The inconsistency didn’t work for Bill Barrier’s investors, and the ski area was sold again, Karen Barrier said.

“It was really, really hard for him when it all failed,” she said.

The resort changed hands in 1987 and then again when Bruce Doering purchased it in 1993. Doering declined to comment for this story. However, R. Scott Duncan, the tech director under Doering’s management, spoke about Marshall’s last years.

After Marshall’s closure, Duncan went on to head Snowbowl’s ski school. He has spent more than 30 years working in the ski industry, and he’s seen instructors who started at Marshall become some of the best in the country.

“It’s like an old brotherhood,” he said.

At Marshall, he began as a teacher, and by the end of his first season, Doering asked if he would run the ski school, Duncan said. He was at the resort for its last five years. In addition to being a ski instructor, Duncan was also an early snowboard instructor, a certification that was just becoming widespread.

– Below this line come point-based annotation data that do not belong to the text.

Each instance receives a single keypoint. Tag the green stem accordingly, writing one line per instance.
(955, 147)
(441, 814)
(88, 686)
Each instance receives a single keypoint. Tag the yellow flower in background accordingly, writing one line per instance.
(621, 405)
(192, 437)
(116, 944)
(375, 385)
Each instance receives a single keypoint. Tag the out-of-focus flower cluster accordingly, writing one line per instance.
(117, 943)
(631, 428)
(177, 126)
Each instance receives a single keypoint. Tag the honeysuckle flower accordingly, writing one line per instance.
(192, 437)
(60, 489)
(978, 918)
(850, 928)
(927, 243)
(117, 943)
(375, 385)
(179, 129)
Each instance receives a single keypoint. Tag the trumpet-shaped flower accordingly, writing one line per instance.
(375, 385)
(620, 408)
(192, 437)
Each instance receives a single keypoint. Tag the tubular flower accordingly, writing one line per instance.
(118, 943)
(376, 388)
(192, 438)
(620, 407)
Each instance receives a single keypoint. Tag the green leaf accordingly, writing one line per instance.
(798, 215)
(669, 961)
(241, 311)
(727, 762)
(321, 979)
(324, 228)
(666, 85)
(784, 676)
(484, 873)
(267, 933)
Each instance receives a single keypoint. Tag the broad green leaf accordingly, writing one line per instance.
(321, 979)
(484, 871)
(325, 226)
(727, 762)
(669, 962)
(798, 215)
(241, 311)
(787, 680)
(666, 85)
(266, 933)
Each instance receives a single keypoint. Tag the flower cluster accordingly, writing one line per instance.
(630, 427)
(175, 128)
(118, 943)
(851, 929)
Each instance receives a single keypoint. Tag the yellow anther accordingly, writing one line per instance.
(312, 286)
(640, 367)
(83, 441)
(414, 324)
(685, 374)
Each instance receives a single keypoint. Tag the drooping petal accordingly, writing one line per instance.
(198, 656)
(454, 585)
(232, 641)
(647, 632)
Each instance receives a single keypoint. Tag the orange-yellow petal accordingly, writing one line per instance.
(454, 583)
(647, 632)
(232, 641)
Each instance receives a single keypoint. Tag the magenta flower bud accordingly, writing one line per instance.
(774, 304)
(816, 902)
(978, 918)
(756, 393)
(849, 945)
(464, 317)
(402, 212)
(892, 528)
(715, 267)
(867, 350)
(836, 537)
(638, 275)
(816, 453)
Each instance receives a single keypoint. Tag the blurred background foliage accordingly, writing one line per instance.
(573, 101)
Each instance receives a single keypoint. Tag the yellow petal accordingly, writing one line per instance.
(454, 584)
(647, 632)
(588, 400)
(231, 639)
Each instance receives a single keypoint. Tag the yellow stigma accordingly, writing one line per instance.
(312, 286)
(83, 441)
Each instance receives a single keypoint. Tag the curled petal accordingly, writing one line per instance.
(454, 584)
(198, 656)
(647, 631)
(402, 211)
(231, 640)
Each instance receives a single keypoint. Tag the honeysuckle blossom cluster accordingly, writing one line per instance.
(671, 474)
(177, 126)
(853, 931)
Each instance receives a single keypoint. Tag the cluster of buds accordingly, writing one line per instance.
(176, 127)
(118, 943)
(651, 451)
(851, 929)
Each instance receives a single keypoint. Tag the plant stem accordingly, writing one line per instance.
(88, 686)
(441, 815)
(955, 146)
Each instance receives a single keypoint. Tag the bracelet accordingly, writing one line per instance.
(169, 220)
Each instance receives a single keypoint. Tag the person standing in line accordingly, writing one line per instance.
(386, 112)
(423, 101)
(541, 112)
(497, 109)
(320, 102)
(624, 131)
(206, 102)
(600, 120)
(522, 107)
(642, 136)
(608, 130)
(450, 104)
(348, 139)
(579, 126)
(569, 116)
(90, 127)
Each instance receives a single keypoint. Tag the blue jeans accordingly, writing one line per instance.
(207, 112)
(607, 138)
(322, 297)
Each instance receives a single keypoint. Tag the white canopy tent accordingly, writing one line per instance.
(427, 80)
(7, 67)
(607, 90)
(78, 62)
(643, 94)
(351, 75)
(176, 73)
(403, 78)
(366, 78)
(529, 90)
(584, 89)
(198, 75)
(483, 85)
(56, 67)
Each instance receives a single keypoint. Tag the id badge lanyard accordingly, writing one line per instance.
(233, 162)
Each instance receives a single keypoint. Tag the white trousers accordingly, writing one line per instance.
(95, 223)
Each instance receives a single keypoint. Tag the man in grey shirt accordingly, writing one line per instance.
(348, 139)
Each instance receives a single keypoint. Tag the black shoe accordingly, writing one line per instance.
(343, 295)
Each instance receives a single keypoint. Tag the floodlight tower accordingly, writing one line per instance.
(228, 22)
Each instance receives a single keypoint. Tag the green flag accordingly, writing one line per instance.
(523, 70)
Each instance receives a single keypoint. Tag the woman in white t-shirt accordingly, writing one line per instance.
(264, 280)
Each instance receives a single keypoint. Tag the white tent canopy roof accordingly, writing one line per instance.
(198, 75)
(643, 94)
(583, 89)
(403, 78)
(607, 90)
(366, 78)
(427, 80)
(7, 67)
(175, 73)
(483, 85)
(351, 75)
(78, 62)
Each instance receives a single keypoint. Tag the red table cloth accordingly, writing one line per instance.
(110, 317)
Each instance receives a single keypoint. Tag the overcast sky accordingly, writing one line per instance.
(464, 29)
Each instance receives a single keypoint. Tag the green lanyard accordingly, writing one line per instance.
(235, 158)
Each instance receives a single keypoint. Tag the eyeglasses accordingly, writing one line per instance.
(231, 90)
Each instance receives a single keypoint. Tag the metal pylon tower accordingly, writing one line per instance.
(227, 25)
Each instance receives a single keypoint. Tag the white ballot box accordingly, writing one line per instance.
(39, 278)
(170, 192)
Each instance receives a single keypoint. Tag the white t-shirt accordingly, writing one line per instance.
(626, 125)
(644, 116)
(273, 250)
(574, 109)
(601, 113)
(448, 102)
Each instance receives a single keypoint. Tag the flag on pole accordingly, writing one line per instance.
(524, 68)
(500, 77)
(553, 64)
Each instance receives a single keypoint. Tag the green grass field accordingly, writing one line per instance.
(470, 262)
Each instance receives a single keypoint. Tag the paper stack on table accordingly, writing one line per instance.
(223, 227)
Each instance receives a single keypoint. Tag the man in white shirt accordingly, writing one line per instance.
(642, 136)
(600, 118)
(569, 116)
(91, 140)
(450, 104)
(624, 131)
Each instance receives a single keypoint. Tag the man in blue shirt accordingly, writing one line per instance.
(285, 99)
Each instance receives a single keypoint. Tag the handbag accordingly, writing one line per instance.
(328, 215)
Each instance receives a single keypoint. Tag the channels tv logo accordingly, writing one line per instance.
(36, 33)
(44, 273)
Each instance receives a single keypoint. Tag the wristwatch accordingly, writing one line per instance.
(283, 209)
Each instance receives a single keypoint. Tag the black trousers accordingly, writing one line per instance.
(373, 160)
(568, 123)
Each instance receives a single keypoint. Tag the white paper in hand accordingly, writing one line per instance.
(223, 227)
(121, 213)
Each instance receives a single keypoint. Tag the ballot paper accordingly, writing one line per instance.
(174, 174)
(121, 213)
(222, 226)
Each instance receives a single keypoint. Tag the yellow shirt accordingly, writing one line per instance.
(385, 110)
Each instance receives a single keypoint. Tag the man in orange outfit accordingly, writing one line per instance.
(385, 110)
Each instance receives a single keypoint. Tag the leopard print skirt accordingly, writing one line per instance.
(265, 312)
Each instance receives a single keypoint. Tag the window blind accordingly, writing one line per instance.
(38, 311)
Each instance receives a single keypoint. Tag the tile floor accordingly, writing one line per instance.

“It was at that point where it was still kind of new,” Mathew Nord, a former Marshall snowboarder instructor, said.

Nord grew up in Missoula and spent time skiing and snowboarding on the mountain when he was a college student.

Other Marshall ski instructors started there and have gone on to work with Duncan at Snowbowl in more recent years. Carla Green has taken up teaching once again, and she instructed for Snowbowl in 2022.

“The majority of baby boomers, and maybe a couple of decades above them, all learned how to ski at Marshall,” Duncan said.

Under Duncan, Marshall’s ski school grew to 75 instructors, teaching 265 kids a day and about 1,500 a week. A weekend race program, the Marshall Cougars, was established. Duncan also began a University of Montana instructor program, which lives on at Snowbowl.

Eventually, the resort purchased a chairlift from Jackson Hole, Duncan said. Although Doering never installed the new lift, runs off “the Knob” were cleared. Duncan reflected on one day when the owner, Doering, drove him up the knob on a snowmobile, where he dropped into untracked powder.

“It was like going down an elevator,” Duncan said. “Tom Petty’s Free Fallin was running through my head.”

Doering ran the mountain until 2002 when the mountain shut down due to financial problems and inconsistent snowfall. At this point, Duncan became the real estate agent for the resort, and he held the listing for eight years. Although he never made the sale, there were many times the mountain could have gone a different direction, he said.

“I could have had it sold twice, to a corporation,” Duncan said.

Now, as the city and county plan to purchase the old resort property, the area will be open to the public for backcountry skiing and other year-round opportunities. Many Missoulians applaud the government’s decision to free up bonds to purchase the old area that, according to a conceptual Marshall master plan, is anticipated to become a high-use, all-season outdoor recreation and education area.

Landon Gardner, who grew up in Missoula and spent eight years on the U.S ski team, said he’s excited to have access to a relatively safe backcountry area where his kids can learn to ski, although they still need a few more years.

“We’re groomer-bound right now,” Gardner said.

Despite its reputation as a learning ground in winter, Marshall still has much to offer those who know how to backcountry ski. The proximity to town offers enthusiasts the option to do so within only a few miles of town.

The newer opportunities carry an old sentiment, the desire for easy access to recreational outlets. In the last years of Marshall, Duncan remembers a “Chihuahua pass,” where people could ski for just a few hours. The pass got people out of town, which improved the mental health of everyone, from stay-at-home parents to lawyers, Duncan said.

“A couple of runs keep the blues away; one or two runs really helps clear your mind,” he said.